Thankfully, Smith is free from the constraints Mueller faced.

Instead, Mueller left the decision of what to do with his report’s conclusions up to Congress. Constitutionally speaking, this was a valid choice. Practically speaking, though, it quickly became clear that his self-imposed ambiguity didn’t have the effect he’d hoped.  

Even with the roadmap that Mueller provided, Congress did not move to fulfill its constitutional obligations. This at least partially reflected the views of then-Speaker Nancy Pelosi, D-Calif., who believed impeachment would be too divisive politically.

But that doesn’t absolve congressional Republicans. It was entirely in their power to prove Pelosi wrong and call for action against a president who had clearly tried to circumvent the legal system he was sworn to uphold. Instead, they echoed Trump’s framing of the report as a “complete and total exoneration” and decried the “witch hunt” against Trump.

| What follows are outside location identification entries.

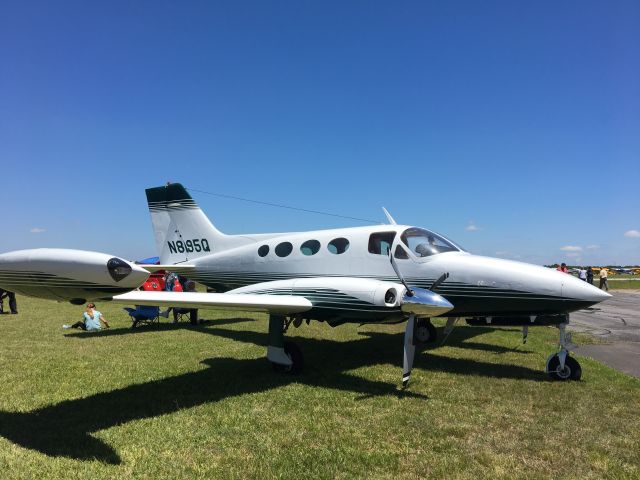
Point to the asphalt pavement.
(617, 322)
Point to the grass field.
(202, 402)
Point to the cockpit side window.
(380, 242)
(401, 253)
(424, 243)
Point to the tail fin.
(182, 230)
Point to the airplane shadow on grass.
(65, 429)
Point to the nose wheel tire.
(424, 332)
(571, 370)
(295, 354)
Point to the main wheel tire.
(295, 354)
(424, 332)
(571, 371)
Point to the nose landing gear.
(560, 366)
(424, 332)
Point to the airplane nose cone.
(582, 291)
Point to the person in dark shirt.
(13, 304)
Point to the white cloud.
(472, 227)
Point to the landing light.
(118, 269)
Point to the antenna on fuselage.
(389, 217)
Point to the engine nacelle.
(71, 275)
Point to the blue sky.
(511, 127)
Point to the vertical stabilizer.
(182, 230)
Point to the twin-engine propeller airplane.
(374, 274)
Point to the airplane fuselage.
(476, 286)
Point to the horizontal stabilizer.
(278, 304)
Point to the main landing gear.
(560, 366)
(286, 357)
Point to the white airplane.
(374, 274)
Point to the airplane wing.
(178, 268)
(278, 304)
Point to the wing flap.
(278, 304)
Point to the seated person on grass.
(92, 320)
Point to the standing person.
(590, 275)
(603, 279)
(582, 274)
(13, 305)
(92, 320)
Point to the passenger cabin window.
(283, 249)
(424, 243)
(338, 245)
(310, 247)
(380, 242)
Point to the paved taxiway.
(617, 322)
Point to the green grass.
(202, 402)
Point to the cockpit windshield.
(424, 243)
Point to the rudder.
(182, 230)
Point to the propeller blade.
(395, 268)
(409, 351)
(448, 328)
(440, 279)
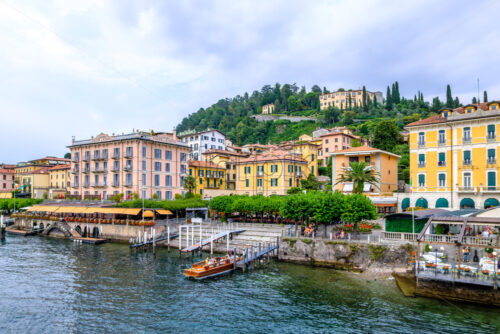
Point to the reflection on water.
(55, 286)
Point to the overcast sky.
(78, 68)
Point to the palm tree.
(359, 173)
(190, 183)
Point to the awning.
(164, 212)
(148, 214)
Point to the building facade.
(340, 99)
(59, 178)
(210, 178)
(384, 164)
(268, 108)
(271, 172)
(453, 159)
(201, 142)
(138, 163)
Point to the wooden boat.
(211, 267)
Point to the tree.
(190, 183)
(359, 173)
(358, 207)
(329, 209)
(388, 100)
(386, 135)
(449, 97)
(311, 183)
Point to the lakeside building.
(59, 181)
(384, 163)
(271, 172)
(268, 108)
(200, 142)
(340, 99)
(453, 159)
(209, 177)
(140, 162)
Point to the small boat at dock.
(211, 267)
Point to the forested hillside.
(380, 122)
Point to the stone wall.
(344, 255)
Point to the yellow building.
(340, 99)
(453, 158)
(384, 163)
(271, 172)
(59, 181)
(210, 178)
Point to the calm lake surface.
(56, 286)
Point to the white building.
(201, 142)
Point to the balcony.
(100, 170)
(467, 189)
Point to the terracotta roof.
(439, 119)
(204, 164)
(60, 167)
(273, 155)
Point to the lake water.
(56, 286)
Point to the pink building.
(140, 163)
(6, 179)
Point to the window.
(442, 159)
(442, 180)
(467, 180)
(421, 180)
(442, 137)
(492, 180)
(421, 138)
(467, 159)
(467, 134)
(491, 131)
(421, 160)
(491, 155)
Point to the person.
(466, 254)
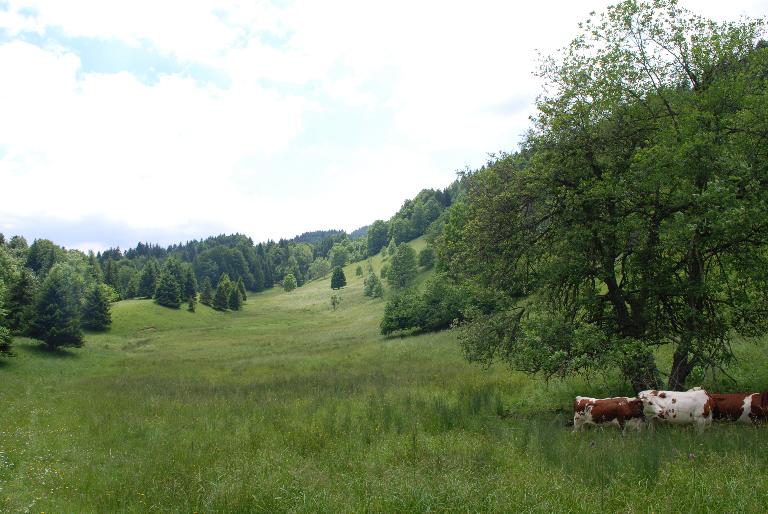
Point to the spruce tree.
(221, 298)
(5, 335)
(241, 289)
(110, 273)
(20, 301)
(338, 280)
(206, 295)
(168, 290)
(372, 286)
(6, 341)
(190, 282)
(95, 270)
(96, 313)
(402, 270)
(235, 299)
(148, 279)
(56, 315)
(392, 248)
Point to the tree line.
(634, 216)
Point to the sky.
(166, 121)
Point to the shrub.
(289, 283)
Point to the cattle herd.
(695, 406)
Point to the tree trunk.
(642, 373)
(681, 368)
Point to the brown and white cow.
(742, 407)
(620, 411)
(694, 406)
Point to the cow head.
(651, 408)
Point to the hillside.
(290, 406)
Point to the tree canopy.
(635, 214)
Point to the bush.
(96, 312)
(436, 308)
(427, 257)
(338, 279)
(289, 283)
(442, 303)
(402, 312)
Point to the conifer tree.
(95, 270)
(190, 282)
(20, 301)
(110, 273)
(338, 280)
(241, 289)
(372, 286)
(148, 279)
(402, 270)
(168, 290)
(6, 340)
(56, 318)
(5, 335)
(392, 248)
(206, 295)
(235, 299)
(96, 313)
(378, 289)
(221, 298)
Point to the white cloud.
(107, 144)
(438, 78)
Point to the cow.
(694, 406)
(741, 407)
(620, 411)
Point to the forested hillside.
(53, 293)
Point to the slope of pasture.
(291, 406)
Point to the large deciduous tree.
(636, 215)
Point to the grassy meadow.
(288, 405)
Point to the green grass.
(290, 406)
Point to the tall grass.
(291, 406)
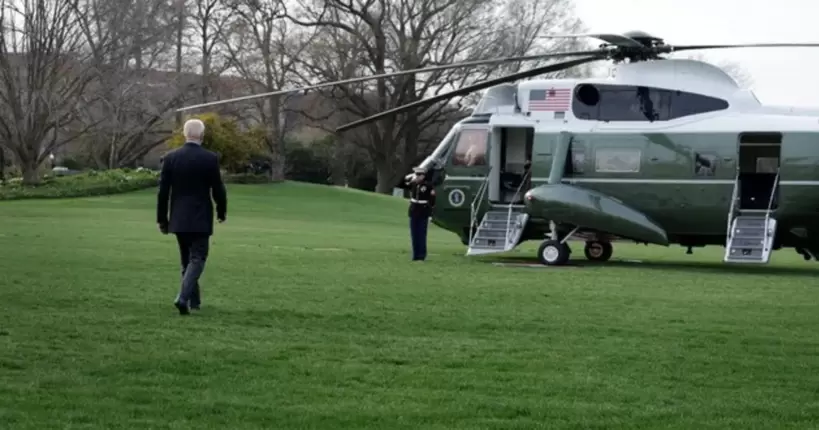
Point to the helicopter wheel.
(553, 253)
(598, 251)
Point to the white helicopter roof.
(691, 76)
(673, 74)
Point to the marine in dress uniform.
(422, 204)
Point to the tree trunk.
(277, 168)
(31, 174)
(338, 164)
(385, 178)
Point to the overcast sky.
(781, 76)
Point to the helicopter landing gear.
(554, 251)
(598, 250)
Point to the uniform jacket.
(422, 198)
(190, 176)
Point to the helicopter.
(663, 151)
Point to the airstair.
(750, 233)
(501, 227)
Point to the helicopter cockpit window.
(638, 103)
(471, 148)
(705, 164)
(684, 104)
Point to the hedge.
(99, 183)
(83, 184)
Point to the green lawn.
(313, 317)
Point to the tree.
(223, 137)
(263, 49)
(210, 20)
(369, 37)
(44, 71)
(128, 106)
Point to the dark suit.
(190, 176)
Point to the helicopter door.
(469, 162)
(515, 151)
(758, 166)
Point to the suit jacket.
(190, 176)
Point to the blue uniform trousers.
(418, 233)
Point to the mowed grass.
(313, 317)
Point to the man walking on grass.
(190, 176)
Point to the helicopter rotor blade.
(401, 72)
(744, 45)
(471, 88)
(614, 39)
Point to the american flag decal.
(555, 100)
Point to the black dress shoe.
(183, 308)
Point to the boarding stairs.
(501, 226)
(751, 233)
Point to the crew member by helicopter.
(422, 203)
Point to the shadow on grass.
(811, 269)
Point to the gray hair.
(194, 130)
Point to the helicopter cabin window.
(578, 162)
(617, 160)
(471, 148)
(638, 103)
(705, 164)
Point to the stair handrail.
(473, 210)
(514, 199)
(774, 188)
(732, 210)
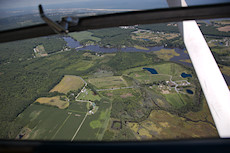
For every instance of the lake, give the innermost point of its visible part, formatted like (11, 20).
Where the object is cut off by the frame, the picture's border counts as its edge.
(184, 75)
(182, 55)
(151, 70)
(189, 91)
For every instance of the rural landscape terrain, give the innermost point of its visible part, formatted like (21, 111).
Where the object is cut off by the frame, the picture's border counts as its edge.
(124, 83)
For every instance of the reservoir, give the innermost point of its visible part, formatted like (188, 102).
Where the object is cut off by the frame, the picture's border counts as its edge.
(184, 75)
(182, 55)
(151, 70)
(189, 91)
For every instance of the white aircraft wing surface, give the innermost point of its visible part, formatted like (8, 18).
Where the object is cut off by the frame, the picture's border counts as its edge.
(212, 82)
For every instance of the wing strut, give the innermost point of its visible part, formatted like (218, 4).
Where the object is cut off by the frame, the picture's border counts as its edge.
(212, 82)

They repeated that talking point in the next round of investigations when Trump’s obstruction of any investigation into his behavior was shown to be a pattern, not a fluke. During the impeachment investigation that began later that year, regarding allegations that Trump attempted to extort Ukraine into investigating Joe Biden, Trump was no more forthcoming with congressional investigators than he was with the Justice Department. The White House ordered a total refusal to cooperate with the House’s probe. Though some brave civil servants still agreed to testify, reams of documents were withheld, and witnesses at the upper reaches of the administration refused to sit for interviews. Tellingly, when Trump finally was impeached, one of the charges against him was “obstruction of Congress.” Yet an impeachment trial is a political affair, not a legal one, leaving the Senate GOP to shape its scope and length, making Trump’s acquittal all but guaranteed.

Thankfully, Smith is free from the constraints Mueller faced. Trump’s attempts to throw up roadblocks in court, so successful when he was president, are crumbling as a private citizen. Smith has been able to go where the evidence led him and, crucially, say exactly what he found. And this time, it will be up to a federal judge and jury to determine if Smith has made his case, with no need to rely on Republicans doing the right thing to see Trump held accountable for thinking himself above the law.